3. Elbows. I'm kind of cheating on this one, because Weidman already used an elbow to land a simultaneous counter and knockout Munoz. I just really hope he keeps developing the elbows to counter opponents who move forward quickly. He could learn a thing or two from the hand fighting and elbowing of the tall, lanky champion a weight class above him.
4. Counter right straight/pull counter. This could work in conjunction with a check left hook or just be used on its own. With his weight already forward, Weidman looks to be pretty hittable. In the Silva fight, his standard response to being attacked was to pull his head back over the rear foot and retreat. Instead of retreating, he could pull his head back and to the right a little, then fire a straight right back. The genius of this is that with his weight already forward, Weidman has a lot of room to pull back without leaning too far. It's a good way to play with the range and counter opponents who don't understand it as well. It won't be as pretty, but the goal is to look something like this. One way he could set this up is to use a weak, flicking jab and drop his hand after to bait the opponent so this counter is easier to time.
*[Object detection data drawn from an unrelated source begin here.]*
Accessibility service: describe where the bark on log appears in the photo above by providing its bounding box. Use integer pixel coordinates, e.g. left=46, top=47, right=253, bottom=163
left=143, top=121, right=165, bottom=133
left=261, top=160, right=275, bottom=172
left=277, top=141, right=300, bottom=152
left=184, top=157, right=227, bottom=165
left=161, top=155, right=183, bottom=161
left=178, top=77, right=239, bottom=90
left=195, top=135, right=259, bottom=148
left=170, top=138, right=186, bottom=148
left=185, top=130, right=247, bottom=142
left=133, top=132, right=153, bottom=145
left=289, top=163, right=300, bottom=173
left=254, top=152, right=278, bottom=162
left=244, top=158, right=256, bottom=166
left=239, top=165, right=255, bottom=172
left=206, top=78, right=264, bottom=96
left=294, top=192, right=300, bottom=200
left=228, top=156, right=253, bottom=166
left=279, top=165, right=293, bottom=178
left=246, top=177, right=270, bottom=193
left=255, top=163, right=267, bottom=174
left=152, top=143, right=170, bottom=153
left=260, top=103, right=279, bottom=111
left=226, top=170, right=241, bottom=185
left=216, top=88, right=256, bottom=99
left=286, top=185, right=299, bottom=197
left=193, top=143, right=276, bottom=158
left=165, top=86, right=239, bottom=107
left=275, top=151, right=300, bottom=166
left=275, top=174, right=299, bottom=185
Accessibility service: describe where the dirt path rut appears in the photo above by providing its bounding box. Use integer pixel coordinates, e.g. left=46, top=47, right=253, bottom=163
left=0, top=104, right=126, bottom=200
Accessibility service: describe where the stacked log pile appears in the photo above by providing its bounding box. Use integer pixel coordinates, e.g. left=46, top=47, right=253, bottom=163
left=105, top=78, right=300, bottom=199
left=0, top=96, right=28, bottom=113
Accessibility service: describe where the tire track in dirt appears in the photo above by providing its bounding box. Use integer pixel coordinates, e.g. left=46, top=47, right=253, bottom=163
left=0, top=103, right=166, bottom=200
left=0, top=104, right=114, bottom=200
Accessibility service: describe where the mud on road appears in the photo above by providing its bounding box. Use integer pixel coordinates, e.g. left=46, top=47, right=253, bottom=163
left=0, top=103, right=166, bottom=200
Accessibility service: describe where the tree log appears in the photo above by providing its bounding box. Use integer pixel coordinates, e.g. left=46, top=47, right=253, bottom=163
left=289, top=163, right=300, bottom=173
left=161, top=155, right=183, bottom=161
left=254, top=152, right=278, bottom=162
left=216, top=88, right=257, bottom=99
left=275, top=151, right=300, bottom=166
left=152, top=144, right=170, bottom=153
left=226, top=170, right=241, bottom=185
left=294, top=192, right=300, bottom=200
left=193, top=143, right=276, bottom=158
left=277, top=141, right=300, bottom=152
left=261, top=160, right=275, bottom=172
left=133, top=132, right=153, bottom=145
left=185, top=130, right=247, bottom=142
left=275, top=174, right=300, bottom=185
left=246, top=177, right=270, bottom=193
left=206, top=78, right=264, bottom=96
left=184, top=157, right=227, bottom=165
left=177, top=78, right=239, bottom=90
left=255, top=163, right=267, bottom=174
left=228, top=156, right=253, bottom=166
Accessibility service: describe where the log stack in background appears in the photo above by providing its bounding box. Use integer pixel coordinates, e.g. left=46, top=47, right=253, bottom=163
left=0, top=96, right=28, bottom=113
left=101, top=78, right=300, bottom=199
Weidman has shown to be at his best when he's moving forward. When he starts backing up, he has no real ability to attack until he's circled out and reset again. This leads me to believe that Weidman's game should be built around constant pressure and forward movement. If he pulls back at all, he should either do it with a check hook or immediately shoot back with a right hand. If opponent's try to swarm him, he should learn to stop them in their tracks with a stiff jab or step in with knees or elbows that the opponent is moving into. He would benefit a lot from practicing hand fighting and trapping from range, as this can be used in a variety of situations for different purposes including setting up his close range attacks, forcing opponents to move backwards, limiting their offense and upsetting their balance. He should continue using his crisp right hand lead to cut opponents off and close distance, and could benefit from using it to enter into his takedowns more often.He should make constant use of the level change and threat of wrestling to set up many of his strikes and keep opponents hesitant and on the defensive.
I'm really looking forward to watching Chris Weidman grow, evolve and mature as a fighter. He's a smart, talented guy with smart, talented coaches and is going to be around for a long time. I can't wait to see what sort of striker he turns into, and if any of the things that I'm hoping to see will become a part of his game.